Photo courtesy of Padinga.com
Remember video game arcades? They were filthy and noisy. They ate quarters that, for many patrons, would be better spent on laundry. They were dimly lit caves of counter-productivity (to mom and dad, at least), and they failed because this thing called technology let people have an arcade at home, competition and cooperation with strangers included.
They were great.
It might just be that I’m a product of the 90s with a bad bout of nostalgia, but whenever I pass a dingy, beat-up arcade cabinet in a bar, bowling alley or somewhere else where it’s just a neglected, no-cost way to bring in a few extra bucks, I remember how proud it would have looked in a proper arcade. Surrounded by its brethren. Getting pummeled by kids. For all intents and purposes, that doesn’t exist anymore — not on the scale it used to. But it turns out that, if you want the arcade experience enough, there are places to find it.
The arcade experience
Arcades are all about atmosphere. That’s the one thing the home arcade just can’t replace. They’re dark, they’re busy, they’re almost seizure-inducing in that your only escape from flashing screens is the floor. Maybe most importantly, they’re communal. You “get next” by putting a quarter down on the machine, then face off in the flesh. And when the competition gets good, people gather around and watch. It’s like playing pool — a bit more fun at the bar, with people you may or may not know, than in your basement.
Experiencing it today
You still can.
I was in Portland, Oregon for Christmas, and had a few days to get to know the city. That mostly meant stuffing my face. But I noticed Ground Kontrol Classic Arcade on Google Maps as my girlfriend and I traveled downtown one day, and it became an instant must-stop. The great thing about it is it’s nothing but an arcade. Sure, you can get food and drinks (there are even cup-holders installed on some machines, which is totally awesome), but Ground Kontrol has a single focus: the classic arcade experience. It’s got some of the best of the 80s and 90s, from classics like Tempest, Tron and Galaga to popular 90s multiplayer games Street Fighter II, X-men and Simpsons, and a bunch of pinball machines. It would be perfect for a happy hour with a few friends.

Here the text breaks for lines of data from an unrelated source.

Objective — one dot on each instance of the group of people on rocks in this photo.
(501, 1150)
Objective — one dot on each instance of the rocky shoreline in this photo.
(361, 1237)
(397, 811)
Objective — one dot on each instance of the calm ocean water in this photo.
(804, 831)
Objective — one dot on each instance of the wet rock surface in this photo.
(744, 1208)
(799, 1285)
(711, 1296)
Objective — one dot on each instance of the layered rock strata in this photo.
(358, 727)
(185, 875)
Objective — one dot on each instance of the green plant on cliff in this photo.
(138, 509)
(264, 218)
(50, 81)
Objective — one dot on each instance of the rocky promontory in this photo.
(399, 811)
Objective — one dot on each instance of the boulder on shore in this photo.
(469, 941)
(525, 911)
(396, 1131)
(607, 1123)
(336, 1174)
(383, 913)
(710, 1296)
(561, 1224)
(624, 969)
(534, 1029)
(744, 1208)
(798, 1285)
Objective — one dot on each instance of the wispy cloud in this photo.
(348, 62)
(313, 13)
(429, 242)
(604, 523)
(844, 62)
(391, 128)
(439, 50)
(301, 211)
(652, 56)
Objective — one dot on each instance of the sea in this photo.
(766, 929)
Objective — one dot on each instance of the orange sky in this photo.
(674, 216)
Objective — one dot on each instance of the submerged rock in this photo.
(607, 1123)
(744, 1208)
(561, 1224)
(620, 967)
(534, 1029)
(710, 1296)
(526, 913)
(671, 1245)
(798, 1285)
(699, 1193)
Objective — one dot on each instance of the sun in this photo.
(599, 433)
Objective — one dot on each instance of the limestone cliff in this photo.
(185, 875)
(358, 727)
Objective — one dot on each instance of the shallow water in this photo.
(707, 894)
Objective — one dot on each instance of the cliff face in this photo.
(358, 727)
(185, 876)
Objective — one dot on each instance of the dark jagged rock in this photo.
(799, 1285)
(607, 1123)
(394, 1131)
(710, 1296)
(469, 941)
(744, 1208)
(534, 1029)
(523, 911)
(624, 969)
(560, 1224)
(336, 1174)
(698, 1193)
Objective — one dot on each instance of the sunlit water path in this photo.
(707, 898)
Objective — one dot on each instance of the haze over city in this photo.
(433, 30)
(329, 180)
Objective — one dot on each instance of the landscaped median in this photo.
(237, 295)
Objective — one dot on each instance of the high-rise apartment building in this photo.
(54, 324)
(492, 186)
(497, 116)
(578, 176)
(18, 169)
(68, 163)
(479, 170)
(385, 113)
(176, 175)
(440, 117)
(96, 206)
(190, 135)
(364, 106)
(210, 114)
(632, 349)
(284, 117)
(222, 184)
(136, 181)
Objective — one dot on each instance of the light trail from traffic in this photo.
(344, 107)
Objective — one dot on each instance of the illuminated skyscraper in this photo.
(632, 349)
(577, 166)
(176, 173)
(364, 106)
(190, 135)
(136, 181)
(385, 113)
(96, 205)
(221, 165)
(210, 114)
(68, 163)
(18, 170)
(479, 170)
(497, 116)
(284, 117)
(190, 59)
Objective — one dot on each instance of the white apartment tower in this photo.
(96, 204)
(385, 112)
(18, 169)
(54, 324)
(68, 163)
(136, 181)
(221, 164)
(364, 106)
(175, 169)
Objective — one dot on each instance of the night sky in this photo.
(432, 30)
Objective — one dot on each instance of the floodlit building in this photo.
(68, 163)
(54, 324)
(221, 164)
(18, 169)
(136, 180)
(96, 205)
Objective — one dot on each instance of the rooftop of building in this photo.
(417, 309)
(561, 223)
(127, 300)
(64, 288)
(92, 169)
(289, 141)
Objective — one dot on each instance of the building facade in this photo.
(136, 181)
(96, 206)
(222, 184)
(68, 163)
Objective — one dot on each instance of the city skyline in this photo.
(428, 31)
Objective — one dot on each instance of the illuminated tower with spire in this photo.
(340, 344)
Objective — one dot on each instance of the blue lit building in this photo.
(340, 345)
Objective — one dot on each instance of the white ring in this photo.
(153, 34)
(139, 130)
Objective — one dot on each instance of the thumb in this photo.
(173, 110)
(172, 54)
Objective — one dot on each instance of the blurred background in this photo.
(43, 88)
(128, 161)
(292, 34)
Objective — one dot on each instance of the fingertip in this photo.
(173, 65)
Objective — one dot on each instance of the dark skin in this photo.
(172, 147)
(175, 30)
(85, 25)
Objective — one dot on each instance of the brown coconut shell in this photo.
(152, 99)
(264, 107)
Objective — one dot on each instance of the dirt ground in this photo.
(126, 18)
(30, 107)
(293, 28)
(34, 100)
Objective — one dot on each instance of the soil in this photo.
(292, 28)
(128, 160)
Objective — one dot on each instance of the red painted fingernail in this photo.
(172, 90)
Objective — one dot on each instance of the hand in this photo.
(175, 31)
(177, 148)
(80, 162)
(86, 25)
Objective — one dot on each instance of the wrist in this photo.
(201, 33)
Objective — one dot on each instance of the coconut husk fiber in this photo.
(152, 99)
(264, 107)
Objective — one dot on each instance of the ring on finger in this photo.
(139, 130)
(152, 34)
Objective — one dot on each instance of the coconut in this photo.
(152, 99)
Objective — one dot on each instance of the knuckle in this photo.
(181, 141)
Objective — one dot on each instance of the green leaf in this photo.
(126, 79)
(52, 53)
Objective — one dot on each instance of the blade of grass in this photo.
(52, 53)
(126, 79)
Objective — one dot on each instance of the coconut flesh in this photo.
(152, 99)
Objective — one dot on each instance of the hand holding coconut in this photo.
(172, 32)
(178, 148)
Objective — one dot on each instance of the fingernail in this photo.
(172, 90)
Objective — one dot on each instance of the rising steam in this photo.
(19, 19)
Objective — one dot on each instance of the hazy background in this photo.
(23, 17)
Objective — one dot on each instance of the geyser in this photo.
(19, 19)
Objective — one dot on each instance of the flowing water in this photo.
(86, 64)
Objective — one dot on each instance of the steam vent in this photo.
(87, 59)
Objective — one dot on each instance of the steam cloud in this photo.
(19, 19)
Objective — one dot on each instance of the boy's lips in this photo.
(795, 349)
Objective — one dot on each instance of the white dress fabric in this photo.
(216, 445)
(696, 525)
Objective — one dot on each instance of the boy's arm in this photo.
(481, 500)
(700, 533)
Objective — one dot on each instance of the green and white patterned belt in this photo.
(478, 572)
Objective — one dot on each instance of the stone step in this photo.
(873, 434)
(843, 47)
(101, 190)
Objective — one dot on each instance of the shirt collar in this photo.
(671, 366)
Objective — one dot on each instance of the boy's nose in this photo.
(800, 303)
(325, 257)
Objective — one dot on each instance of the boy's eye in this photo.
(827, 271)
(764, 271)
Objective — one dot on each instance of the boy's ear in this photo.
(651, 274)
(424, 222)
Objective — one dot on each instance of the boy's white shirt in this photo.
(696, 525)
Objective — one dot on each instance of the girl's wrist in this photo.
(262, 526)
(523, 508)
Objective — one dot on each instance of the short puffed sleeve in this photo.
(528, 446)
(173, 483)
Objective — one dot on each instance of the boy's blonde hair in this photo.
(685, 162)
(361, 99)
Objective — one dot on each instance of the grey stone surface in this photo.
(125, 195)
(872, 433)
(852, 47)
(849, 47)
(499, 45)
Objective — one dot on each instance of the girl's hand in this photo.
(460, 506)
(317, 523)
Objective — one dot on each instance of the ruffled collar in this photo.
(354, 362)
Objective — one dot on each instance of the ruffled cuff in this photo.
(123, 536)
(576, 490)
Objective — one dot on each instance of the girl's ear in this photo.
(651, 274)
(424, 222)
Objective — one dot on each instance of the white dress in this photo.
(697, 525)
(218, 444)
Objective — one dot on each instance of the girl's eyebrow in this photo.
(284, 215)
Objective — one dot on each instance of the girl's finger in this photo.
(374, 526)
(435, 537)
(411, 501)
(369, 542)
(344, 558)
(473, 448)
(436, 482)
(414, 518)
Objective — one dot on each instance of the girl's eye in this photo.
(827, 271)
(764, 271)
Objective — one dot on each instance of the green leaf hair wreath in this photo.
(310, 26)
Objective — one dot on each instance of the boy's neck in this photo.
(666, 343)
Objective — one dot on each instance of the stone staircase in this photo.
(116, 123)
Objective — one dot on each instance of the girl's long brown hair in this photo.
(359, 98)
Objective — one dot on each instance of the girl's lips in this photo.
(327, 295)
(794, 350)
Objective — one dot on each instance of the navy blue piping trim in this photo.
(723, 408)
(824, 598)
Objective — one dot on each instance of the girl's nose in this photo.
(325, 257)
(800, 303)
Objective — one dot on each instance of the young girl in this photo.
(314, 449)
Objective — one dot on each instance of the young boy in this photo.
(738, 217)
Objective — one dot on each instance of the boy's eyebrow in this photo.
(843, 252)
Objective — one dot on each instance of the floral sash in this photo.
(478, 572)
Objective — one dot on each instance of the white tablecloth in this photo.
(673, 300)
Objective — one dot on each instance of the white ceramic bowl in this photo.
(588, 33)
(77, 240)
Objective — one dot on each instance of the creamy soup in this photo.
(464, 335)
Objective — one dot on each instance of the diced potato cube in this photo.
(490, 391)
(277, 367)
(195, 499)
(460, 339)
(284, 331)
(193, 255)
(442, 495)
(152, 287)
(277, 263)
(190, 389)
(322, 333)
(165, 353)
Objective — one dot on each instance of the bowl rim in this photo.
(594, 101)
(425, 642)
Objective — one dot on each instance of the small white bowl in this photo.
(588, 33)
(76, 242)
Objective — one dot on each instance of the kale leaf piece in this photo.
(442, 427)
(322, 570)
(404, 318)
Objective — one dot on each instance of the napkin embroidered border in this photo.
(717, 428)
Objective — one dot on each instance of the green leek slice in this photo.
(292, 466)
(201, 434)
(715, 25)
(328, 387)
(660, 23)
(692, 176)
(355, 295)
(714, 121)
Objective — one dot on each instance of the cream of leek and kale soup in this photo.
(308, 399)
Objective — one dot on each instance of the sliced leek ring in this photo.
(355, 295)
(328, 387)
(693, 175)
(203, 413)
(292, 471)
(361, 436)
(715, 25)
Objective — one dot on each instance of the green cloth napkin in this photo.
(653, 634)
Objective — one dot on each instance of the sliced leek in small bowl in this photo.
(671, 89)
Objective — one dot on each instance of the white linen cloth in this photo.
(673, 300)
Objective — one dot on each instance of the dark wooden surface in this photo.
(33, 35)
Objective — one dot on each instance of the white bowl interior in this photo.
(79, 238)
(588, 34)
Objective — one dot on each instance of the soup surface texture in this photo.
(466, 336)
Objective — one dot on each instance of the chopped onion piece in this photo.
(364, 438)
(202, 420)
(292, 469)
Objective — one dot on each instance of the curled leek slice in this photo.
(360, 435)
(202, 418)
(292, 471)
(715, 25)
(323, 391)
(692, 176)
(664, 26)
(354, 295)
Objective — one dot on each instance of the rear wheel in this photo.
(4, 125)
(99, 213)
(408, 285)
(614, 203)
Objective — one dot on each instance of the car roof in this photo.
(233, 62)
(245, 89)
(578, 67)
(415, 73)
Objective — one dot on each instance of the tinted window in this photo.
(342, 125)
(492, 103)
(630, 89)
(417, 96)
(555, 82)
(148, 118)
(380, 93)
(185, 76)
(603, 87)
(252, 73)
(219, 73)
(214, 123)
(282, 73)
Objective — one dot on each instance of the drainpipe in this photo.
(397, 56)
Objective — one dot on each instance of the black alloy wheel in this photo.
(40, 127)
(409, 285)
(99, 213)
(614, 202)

There’s also California Extreme, an annual classic arcade game show that transforms a hotel conference room into a classic arcade for a weekend. According to the show’s website:
California Extreme was born with a desire to share fun coin op games that are in the hands of private collectors, and to hopefully spread the word that pinball machines were once plentiful, and that videogames were not synonymous with “martial arts” and violence.
The games are all free to play, so you buy a ticket and just go to town.
I’m sure there are more just a Google search away. It’s comforting to know that, even though the days of arcades are long gone, there’s still an appreciation for what they offer, efforts to preserve what remains and an opportunity to experience it for yourself.